Hi im kefir lovers too,im making my own kefir probiotic.. What do you make? Is it water kefir? I really want water kefir if you have it would you like to share with me? TIA x


----------



## alanuae

jthornton said:


> Hi, I have grains but the forum has deleted my email address and listed as Spam. I'm happy to share for free. I guess you can reply here if you're interested and I will hopefully receive a notification from the website to check this page. I'm happy to share and not looking to make a profit on the grains since they repopulate and I always have excess. It's also in the spirit of kefir to share the grains rather than charge for them.


Hi there..I'm keen on getting the kefir grains for my personal health. I hope you still have some to spare.
Cheers


----------



## neonpoppy

New here. I have kefir grains. They were originally milk but are now water. You can use either grain for either but it takes a few goes to work properly. PM me if anyone needs any although I've just moved here so might be a bit difficult to meet up to give them to you till we have a place to live! Which should be in the next month!

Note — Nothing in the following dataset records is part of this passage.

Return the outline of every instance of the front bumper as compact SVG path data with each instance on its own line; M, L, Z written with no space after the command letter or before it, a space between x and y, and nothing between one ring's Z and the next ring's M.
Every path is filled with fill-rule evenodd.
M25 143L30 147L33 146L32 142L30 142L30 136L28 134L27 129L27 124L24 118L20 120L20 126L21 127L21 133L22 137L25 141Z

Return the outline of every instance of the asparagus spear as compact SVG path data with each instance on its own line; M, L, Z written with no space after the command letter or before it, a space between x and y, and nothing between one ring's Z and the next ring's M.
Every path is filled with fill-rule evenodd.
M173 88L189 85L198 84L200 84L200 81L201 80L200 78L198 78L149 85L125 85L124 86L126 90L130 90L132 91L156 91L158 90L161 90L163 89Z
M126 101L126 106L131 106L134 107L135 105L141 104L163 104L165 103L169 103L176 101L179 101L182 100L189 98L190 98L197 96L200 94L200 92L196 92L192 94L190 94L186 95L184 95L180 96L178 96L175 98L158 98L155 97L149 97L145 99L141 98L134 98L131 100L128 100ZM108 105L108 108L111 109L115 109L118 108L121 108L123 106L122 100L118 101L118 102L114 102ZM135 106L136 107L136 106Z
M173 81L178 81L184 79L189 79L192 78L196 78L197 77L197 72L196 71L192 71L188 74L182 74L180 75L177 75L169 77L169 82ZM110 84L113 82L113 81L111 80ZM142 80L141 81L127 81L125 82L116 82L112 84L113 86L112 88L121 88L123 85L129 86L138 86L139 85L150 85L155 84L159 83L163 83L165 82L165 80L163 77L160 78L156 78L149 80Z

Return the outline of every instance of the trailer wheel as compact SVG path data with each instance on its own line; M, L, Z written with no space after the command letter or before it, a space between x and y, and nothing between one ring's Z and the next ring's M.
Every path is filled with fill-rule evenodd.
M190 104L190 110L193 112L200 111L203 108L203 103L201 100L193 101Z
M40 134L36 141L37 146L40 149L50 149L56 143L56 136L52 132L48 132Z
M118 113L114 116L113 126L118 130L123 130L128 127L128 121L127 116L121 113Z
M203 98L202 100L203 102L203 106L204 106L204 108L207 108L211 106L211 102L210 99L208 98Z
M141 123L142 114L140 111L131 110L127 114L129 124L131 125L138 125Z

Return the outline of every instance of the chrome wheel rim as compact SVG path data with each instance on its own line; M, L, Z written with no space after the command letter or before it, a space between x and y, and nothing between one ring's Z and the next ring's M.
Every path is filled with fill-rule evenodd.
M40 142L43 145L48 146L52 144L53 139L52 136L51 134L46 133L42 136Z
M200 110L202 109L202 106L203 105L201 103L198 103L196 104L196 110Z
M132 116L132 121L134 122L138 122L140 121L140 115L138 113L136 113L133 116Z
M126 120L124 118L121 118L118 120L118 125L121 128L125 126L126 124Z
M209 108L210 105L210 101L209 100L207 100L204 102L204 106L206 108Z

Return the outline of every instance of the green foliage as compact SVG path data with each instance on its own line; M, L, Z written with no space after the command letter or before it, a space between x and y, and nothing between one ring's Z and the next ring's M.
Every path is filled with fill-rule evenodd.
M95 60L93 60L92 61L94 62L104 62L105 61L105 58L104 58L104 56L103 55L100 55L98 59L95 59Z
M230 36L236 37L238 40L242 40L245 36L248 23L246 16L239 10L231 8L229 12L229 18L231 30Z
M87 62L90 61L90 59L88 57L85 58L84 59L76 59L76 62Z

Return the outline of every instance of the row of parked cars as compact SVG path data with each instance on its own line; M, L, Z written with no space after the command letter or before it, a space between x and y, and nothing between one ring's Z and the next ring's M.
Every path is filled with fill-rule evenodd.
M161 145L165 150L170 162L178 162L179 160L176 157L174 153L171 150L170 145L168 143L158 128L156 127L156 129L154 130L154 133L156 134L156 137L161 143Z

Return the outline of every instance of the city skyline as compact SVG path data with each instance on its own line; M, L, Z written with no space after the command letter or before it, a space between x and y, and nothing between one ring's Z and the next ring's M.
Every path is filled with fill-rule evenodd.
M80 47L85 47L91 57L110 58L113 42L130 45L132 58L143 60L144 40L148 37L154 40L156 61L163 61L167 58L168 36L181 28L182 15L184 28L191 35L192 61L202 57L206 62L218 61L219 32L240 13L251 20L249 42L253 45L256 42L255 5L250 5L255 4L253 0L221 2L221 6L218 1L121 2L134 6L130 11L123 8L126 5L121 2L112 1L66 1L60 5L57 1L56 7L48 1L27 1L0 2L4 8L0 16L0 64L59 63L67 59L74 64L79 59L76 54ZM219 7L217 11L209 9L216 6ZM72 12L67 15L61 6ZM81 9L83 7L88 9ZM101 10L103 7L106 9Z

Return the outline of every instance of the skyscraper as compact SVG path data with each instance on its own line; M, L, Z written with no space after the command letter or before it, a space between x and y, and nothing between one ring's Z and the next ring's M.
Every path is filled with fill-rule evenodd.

I also have kombucha scoby but after a small freezing accident it may take a while to revive the poor thing.


----------



## alanuae

Hi
Thank you for your reply. Will contact you if my present promised supplier is unable to deliver.
Cheers


----------



## Sheba84

jthornton;70g02074 said:


> Hi, I have grains but the forum has deleted my email address and listed as Spam. I'm happy to share for free. I guess you can reply here if you're interested and I will hopefully receive a notification from the website to check this page. I'm happy to share and not looking to make a profit on the grains since they repopulate and I always have excess. It's also in the spirit of kefir to share the grains rather than charge for them.


HI, do you have Kefir grains to share?
Thanks


----------